Rebeca Mertins Chiodini

Kentucky House members passed House Bill 400, which allows Murray State to offer doctoral degrees required for professional practice and licensure in veterinary medicine. 

The bill passed 82-6. HB400 would not require the University to have a vet school, but instead allows the possibility. 

Rep. Richard Heath (R-Mayfield) said the vet school could cultivate a number of skilled professionals in the veterinary field. 

“By investing in veterinary education, we address today’s veterinary shortage and provide a career for Kentuckians,” Heath said. “The state can strengthen its agriculture sector, advance scientific knowledge and protect the health and well being of both animals and humans-it’s a vital step towards securing a brighter and healthier future.”

Chad Aull (D-Lexington) said he is concerned about the prospect of a vet school in Kentucky. 

“We heard in committee the challenge that [vet] schools are having on finding experienced veterinarians and staff and faculty in this space. I don’t know why we think we would be different,” Aull said. “For me this vote is not about whether or not we should build a veterinarian school at any one particular location in Kentucky. It is, should Kentucky build a veterinarian school at all?” 

Murray State is proposing a three-year vet school program. Brian Parr, dean of the Hutson School of Agriculture, said the distributive model of teaching is based on medical school education. 

“Basics are taught in a classroom or lab and the first two years of any med school really are mostly classroom laboratories,” Parr said. “In the third year, they move more into part time in different rotations…in the final year, whichever year that is, they spend the whole year out making rotations and usually like three week rotations in different vet practices.”

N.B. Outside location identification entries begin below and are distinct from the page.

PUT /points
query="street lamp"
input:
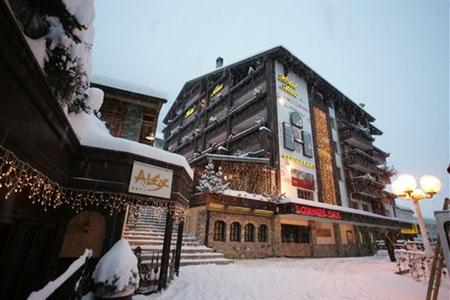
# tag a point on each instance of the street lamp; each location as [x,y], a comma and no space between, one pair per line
[405,187]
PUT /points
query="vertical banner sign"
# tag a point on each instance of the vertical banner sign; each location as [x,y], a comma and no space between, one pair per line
[297,163]
[150,180]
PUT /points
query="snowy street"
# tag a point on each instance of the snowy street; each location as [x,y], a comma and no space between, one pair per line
[327,278]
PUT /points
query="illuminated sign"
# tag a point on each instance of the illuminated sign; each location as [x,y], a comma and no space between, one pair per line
[317,212]
[217,89]
[302,162]
[189,112]
[287,85]
[150,180]
[412,230]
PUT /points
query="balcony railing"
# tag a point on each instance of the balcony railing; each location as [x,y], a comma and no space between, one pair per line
[356,137]
[378,154]
[365,185]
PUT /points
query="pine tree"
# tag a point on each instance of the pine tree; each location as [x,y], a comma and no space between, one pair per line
[212,181]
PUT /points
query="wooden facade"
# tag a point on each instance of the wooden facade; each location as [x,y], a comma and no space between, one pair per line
[232,111]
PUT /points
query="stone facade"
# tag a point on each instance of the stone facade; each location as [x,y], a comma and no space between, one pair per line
[345,239]
[241,249]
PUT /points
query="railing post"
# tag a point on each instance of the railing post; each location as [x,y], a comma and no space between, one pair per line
[162,284]
[178,249]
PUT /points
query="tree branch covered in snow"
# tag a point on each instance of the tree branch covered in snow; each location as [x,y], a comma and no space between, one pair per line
[212,181]
[60,34]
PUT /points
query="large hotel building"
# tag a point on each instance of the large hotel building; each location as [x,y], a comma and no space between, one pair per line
[278,128]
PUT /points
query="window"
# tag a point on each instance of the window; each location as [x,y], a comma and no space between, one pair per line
[302,194]
[295,234]
[219,231]
[249,233]
[262,233]
[335,146]
[338,170]
[365,207]
[235,232]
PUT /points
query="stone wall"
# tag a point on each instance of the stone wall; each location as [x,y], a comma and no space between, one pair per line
[241,249]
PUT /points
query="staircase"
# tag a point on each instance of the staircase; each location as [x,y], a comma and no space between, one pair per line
[148,233]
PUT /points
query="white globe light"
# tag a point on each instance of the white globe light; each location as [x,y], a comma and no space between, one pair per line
[430,184]
[397,189]
[406,183]
[418,194]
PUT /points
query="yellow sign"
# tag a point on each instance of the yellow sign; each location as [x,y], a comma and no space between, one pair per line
[189,112]
[412,230]
[302,162]
[217,89]
[288,86]
[150,180]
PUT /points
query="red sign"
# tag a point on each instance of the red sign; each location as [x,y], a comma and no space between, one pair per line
[317,212]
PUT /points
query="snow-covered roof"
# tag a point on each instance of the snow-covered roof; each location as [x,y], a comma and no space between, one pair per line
[128,86]
[92,132]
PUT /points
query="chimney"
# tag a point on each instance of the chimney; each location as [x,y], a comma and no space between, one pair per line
[219,62]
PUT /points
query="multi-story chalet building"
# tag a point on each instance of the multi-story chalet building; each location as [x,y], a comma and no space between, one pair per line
[130,111]
[274,123]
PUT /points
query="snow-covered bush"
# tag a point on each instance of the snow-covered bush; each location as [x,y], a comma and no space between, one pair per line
[212,181]
[117,271]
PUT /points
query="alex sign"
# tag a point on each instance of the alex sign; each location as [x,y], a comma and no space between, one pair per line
[317,212]
[150,180]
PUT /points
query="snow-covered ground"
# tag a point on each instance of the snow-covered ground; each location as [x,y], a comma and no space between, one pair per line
[285,278]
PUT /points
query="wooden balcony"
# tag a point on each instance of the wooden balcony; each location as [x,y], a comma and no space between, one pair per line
[356,137]
[365,187]
[360,161]
[378,154]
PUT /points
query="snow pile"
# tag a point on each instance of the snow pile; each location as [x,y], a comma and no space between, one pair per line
[312,279]
[117,270]
[51,287]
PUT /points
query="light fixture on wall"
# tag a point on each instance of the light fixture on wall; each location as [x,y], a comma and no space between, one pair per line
[150,137]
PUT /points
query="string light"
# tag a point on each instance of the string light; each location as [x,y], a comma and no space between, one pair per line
[324,155]
[17,176]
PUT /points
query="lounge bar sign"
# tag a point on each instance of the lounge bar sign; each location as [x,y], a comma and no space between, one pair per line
[150,180]
[317,212]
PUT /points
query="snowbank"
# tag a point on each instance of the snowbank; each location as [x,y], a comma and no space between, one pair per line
[51,287]
[117,268]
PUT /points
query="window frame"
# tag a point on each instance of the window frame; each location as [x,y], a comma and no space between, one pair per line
[219,234]
[235,232]
[249,233]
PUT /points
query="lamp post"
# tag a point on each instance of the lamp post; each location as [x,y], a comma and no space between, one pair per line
[405,187]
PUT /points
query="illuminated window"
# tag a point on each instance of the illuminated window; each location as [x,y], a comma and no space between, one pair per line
[219,231]
[295,234]
[235,232]
[325,159]
[302,194]
[249,233]
[262,233]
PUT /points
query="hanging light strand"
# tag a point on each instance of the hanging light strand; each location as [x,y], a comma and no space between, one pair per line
[17,176]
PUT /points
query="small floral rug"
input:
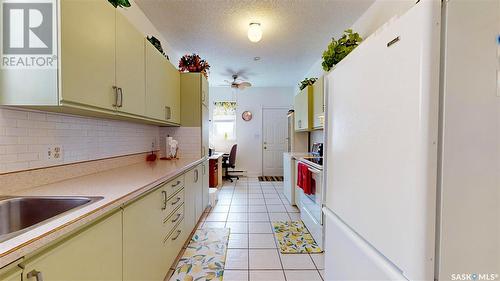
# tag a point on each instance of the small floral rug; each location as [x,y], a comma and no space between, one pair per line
[204,257]
[294,238]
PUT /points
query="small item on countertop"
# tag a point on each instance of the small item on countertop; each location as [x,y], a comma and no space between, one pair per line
[151,157]
[171,148]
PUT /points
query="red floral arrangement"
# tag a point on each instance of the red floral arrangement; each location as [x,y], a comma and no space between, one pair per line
[193,63]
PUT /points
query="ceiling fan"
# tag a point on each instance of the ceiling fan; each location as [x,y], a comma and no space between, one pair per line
[238,83]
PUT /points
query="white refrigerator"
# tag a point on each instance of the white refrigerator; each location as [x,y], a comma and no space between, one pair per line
[414,111]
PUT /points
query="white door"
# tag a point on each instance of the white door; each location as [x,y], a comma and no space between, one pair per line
[274,127]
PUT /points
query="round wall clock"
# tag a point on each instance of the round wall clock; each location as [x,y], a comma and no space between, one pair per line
[247,115]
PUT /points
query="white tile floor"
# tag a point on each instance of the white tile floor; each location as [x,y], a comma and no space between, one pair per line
[248,207]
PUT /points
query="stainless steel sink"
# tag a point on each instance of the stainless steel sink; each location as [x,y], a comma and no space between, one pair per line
[20,214]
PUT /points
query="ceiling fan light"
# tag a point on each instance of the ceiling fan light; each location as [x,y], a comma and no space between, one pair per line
[254,32]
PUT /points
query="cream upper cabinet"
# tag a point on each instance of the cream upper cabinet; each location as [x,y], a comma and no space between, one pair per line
[303,103]
[88,53]
[204,91]
[162,87]
[194,106]
[173,94]
[130,68]
[318,103]
[156,83]
[102,71]
[92,254]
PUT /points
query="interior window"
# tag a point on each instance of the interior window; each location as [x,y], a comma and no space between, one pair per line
[224,125]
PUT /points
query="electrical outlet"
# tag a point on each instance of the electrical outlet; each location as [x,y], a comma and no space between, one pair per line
[54,153]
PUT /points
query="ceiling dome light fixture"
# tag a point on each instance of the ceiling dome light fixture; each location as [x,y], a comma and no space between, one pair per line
[254,32]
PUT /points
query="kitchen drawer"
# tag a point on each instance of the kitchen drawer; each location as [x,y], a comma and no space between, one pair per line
[173,243]
[174,202]
[170,223]
[174,185]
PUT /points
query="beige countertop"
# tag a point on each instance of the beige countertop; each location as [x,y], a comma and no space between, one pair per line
[117,186]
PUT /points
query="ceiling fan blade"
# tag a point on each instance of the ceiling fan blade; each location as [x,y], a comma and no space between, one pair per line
[244,85]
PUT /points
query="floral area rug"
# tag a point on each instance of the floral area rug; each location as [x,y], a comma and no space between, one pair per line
[204,257]
[294,238]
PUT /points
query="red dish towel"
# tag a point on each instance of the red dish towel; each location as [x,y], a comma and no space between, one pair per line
[304,178]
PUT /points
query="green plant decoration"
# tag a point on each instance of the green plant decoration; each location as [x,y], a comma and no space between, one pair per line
[307,82]
[339,49]
[120,3]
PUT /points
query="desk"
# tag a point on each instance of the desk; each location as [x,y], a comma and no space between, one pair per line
[215,169]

Under the distributive model, it is estimated the building cost to be $90 million but does not include annual operating costs. 

  The annual operating costs will be approximately $9 million. The school plans to enroll 70 students per year, once open. 

Parr said he hopes the school can open in three years, but it all depends on funding. 

“We believe that about a year and then most likely the better part of two years before it’s finished and we’re able to admit students” Parr said. “Potentially six years from now, we could graduate our first class of veterinarians.”

The proposed site of the vet school is the West Farm to allow students access to the large animals on-site. 

Parr said students from Murray State attending Auburn, per the partnership between the institutions, pay around $24,000 a year. 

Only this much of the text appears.